August 22, 2020 | David F. Coppedge

Fossil Marine Reptile Buried with Last Meal Intact

Here is another example of an ichthyosaur that was buried rapidly. This one didn’t have time to digest its lunch.

Ichthyosaurs and plesiosaurs are classes of extinct marine reptiles known only by fossils around the world. Some famous fossils on display show them in the process of eating or giving birth (see photo at Creation.com), indicating that they were buried almost instantaneously, surprising them in the acts of everyday life. Now another has been found with the undigested contents of another large animal in its stomach.

Ichthyosaur’s Last Meal Is Evidence of Triassic Megapredation (UC Davis). The scientists describe this as the first instance of a large reptile inside the stomach of another marine reptile. The prey was about 4 meters long inside the 5-meter predator.

Megapredation: one large beast eats another large beast.

Some 240 million years ago, a dolphinlike ichthyosaur ripped to pieces and swallowed another marine reptile only a little smaller than itself. Then it almost immediately died and was fossilized, preserving the first evidence of megapredation, or a large animal preying on another large animal. The fossil, discovered in 2010 in southwestern China, is described in a paper published Aug. 20 in the journal iScience.

 

Extraordinary fossil shows ancient marine reptile swallowing huge prey (New Scientist). Michael LePage tells what the scientists think happened: the ichthyosaur bit off the head of a thalattosaur, then could not hold up its head and died soon after. He doesn’t say how the beast could fossilize so quickly after eating.

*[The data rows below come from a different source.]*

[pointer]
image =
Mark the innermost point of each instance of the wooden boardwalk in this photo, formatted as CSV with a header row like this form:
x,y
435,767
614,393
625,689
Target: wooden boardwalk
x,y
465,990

The body of the thalattosaur shows no sign of being broken down by digestive juices and its bitten off tail was found just 23 metres away in the same rock layer. That suggests the ichthyosaur died almost immediately after swallowing it.

Fossilized ‘ocean lizard’ found inside corpse of ancient sea monster (Live Science). Laura Geggel includes a series of photos of the fossil inside the rock layer in China where it was found. She shares another possible scenario that the ichthyosaur scavenged the remains of the prey, but she also ignores the question of how it was buried rapidly enough to preserve the large predator and its stomach contents.

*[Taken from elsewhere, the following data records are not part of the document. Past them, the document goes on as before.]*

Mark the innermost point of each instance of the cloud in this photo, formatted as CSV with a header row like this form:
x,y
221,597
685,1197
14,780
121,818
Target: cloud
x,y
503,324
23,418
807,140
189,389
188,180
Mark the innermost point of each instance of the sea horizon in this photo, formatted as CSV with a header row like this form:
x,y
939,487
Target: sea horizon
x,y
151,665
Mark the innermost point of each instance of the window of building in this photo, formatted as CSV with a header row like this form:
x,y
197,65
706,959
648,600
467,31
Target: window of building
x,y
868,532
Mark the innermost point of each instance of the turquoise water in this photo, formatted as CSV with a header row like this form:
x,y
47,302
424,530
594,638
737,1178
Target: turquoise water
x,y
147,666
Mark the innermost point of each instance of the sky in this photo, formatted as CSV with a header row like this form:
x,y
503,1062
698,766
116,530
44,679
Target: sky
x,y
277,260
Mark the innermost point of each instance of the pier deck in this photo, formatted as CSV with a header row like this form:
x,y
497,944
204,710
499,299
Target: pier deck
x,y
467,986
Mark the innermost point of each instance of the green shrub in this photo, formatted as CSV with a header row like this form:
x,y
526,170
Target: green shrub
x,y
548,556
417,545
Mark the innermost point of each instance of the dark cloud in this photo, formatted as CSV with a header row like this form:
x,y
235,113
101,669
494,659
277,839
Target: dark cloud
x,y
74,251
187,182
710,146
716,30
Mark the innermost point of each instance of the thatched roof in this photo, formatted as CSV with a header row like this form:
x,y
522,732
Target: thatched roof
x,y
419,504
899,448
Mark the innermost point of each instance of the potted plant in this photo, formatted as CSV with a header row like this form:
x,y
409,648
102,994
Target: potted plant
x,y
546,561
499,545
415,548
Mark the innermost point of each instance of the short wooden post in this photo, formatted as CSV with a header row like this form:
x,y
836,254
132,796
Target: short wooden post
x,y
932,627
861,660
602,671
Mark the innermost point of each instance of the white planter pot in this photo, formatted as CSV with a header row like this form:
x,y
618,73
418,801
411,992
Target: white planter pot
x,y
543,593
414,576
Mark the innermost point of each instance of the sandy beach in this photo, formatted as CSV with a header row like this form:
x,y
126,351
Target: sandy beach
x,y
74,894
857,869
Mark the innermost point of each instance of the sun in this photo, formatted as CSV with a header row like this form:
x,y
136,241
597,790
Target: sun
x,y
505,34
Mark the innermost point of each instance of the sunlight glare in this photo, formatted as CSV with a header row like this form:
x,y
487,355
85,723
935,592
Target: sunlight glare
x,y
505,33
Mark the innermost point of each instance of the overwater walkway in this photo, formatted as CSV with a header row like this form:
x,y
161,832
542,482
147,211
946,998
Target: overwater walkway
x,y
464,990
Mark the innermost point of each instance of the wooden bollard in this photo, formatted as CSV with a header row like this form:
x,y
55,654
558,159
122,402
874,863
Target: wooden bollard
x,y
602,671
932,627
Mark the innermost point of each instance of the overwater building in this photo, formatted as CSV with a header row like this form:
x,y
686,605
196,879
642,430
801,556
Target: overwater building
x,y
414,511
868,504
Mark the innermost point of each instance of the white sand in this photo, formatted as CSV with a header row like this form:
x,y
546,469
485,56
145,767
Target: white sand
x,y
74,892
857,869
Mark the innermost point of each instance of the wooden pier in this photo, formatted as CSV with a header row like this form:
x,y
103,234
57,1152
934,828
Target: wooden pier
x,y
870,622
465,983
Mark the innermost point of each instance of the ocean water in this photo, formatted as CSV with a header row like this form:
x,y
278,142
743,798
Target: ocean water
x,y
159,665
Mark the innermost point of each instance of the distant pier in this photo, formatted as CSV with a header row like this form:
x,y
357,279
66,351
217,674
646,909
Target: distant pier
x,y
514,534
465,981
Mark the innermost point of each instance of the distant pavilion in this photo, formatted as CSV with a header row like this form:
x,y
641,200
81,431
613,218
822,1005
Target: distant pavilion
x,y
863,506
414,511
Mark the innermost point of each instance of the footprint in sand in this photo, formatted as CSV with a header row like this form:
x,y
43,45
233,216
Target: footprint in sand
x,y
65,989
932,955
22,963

Fossilized skin forming the trailing edge of the right pelvic fin (Image: Johan Lindgren)

Interesting, isn’t it, how evolutionists focus on some questions but ignore others? When water is inferred on a small moon, they immediately focus on the possibility of life, but ignore how the water could survive for billions of years. When a fossil like this is found, they focus on the beast’s size, what it ate and how its teeth look, but ignore the problem of how such a large animal became buried almost instantly. And when dinosaur soft tissue is found, they focus on the ecology of the period but ignore how soft tissue could survive for 80 million years or more.

This is a classic study on the sociology of science. Their worldview colors what questions they find interesting. If they really tried to answer the questions creationists bring up about rapid burial and decay of soft tissue, their worldview based on Darwinism and millions of years would collapse. That is too big a price to pay for their career safety and job security, so they stay safely within their peer group’s belief system by ignoring such questions. The silent fossils, though, speak loud and clear: a flood buried them quickly before they could even react.

Incidentally, ichthyosaurs, plesiosaurs and pterosaurs all appear in the fossil record fully formed, without ancestors. Where was the evolution?